MSD for Mothers (also known as Merck for Mothers), is a global initiative aimed to ensure no woman dies giving birth.
Health minister Rajendra Prasad Singh and state director of National Rural Health Mission Manish Ranjan, health officials, doctors and NGO representatives were present at the meet.
“There are many inaccessible places in far-flung areas of the state from where women in labour can’t be taken for institutional delivery. And even if they are ferried somehow, many are referred to other hospitals in many cases. So, majority of them die on their way,” said minister Singh, who was the chief guest.
Ranjan agreed with him.
“It is true. About a quarter of expectant mothers in the state do not get any prenatal care,” Ranjan said.
He pointed out that the maternal mortality rate in the state was 229 per one lakh live births. “We need to bring it down to below 100,” he said.
Health minister Singh revealed the state government, in its bid to achieve this improved figure, was seriously giving a thought to posting such specialised medical teams at subdivisional levels.

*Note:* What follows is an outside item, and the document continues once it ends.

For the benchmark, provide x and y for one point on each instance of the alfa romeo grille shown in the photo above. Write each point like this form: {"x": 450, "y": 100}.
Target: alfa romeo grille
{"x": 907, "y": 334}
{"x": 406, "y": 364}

Sensitising nursing staff and counselling patients and their relatives on post-natal care also came up for discussion.
Giving details about the programme, MSD India managing director K.G. Ananthakrishnan said: “Besides Jharkhand, the three-year pilot project has also been launched in Uttar Pradesh and Rajasthan.”
In Jharkhand, it will cover five districts, namely Ranchi, Jamshedpur, Bokaro, Giridih and Dhanbad.
“The project is divided into two parts,” Ananthakrishnan added.
While one is aimed at improving the quality of care offered by private health facilities in urban areas, the other will be a free phone-based service for women to rate the treatment they received and hold healthcare providers more accountable.